Periodic cache refresh is the only option for cached virtual views of Epic backends.
-
epic2 - for creating virtual views from Epic data(Employees, Patients and Providers). This calls the Epic database. Views created from this data source are read-only and LDAP authentication is not supported. However, the attributes returned from the database are cleaner and typically match what is expected for an “identity” (profile and/or authorization attributes) for RadiantOne clients better than using the “epic” data source. This data source requires customization by Radiant Logic to use.

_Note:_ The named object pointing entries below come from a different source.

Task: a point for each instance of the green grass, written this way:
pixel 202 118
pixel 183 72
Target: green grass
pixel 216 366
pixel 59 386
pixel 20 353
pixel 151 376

Periodic cache refresh is the only option for cached virtual views of Epic backends.
-
hdfs – beta for being able to virtualize HDFS. This data source requires customization by Radiant Logic to use.
-
oktaclient – for creating virtual views and being able to authenticate users in Okta Universal Directory.
-
remotefiles - beta for being able to virtualize file systems. Script can be viewed at <RLI_HOME>/vds_server/custom/src/com/rli/scripts/customobjects/FileSystem.java. This data source requires customization by Radiant Logic to use.
-
scimclient – for creating virtual views from SCIM v1 accessible data sources. See RadiantOne Context Builder Guide for details on virtualizing SCIMv1 backends.
-
scimclient2 – for creating virtual views from SCIM v2 accessible data sources. See RadiantOne Context Builder Guide for details on virtualizing SCIMv2 backends.
-
sharepoint – for creating virtual views from SharePoint on-premise user profile database. Script can be viewed at <RLI_HOME>/vds_server/custom/src/com/rli/scripts/customobjects/sharepoint.java
-
sharepointonline – for creating virtual views from SharePoint Online (Office 365) user profile database. Script can be viewed at <RLI_HOME>/vds_server/custom/src/com/rli/scripts/customobjects/sharepointonline.java. This data source requires customization by Radiant Logic to use.
-
workdayhr – for creating virtual views from Workday. Scripts can be viewed at <RLI_HOME>/vds_server/custom /src/com/rli/scripts/customobjects/workday30. This data source is associated with <RLI_HOME>\vds_server\dvx\workdayhr.dvx and <RLI_HOME>\vds_server\org\workdayhr.orx. This data source requires customization by Radiant Logic in order to use.
-
awscognito – for creating read-only virtual views of AWS Cognito user accounts. This data source is associated with <RLI_HOME>\vds_server\dvx\awscognito.dvx and <RLI_HOME>\vds_server\org\awscognito.orx. This data source requires customization by Radiant Logic in order to use.
JDBC Drivers
The following JDBC drivers are installed with RadiantOne: JDBC-ODBC Bridge from Sun, Oracle (thin), Oracle oci, Microsoft SQL Server, HSQL, MariaDB, IBM DB2, Sybase, RadiantOne Salesforce, and Derby.
The MariaDB JDBC driver supports connecting to both MySQL and MariaDB databases.
JDBC drivers are used during the creation of database data sources (the connection to the database backend). A list of drivers appears in the drop-down list box when you are defining a data source. Only the drivers that are listed above were actually installed with RadiantOne. The other driver names/syntaxes that appear in the drop-down list have been provided to save time. If you would like to use one of these drivers or to include a new JDBC driver, install the driver files in the <RLI_HOME>/lib/jdbc directory. Restart the RadiantOne service and any open tools. During the creation of the database data source, if your driver type is listed in the drop-down list, select it and the syntax for the driver class name and URL will be populated for you. Update the URL with the connection details for your database. If the drop-down list does not include your database driver type, you can leave this blank and manually type in the data source name, driver class name, driver URL, user and password.
updating to a different DB2 driver may require more than just replacing the existing driver files in the <RLI_HOME>/lib/jdbc directory if the name or license has changed. Please consult the Radiant Logic knowledge base for additional details.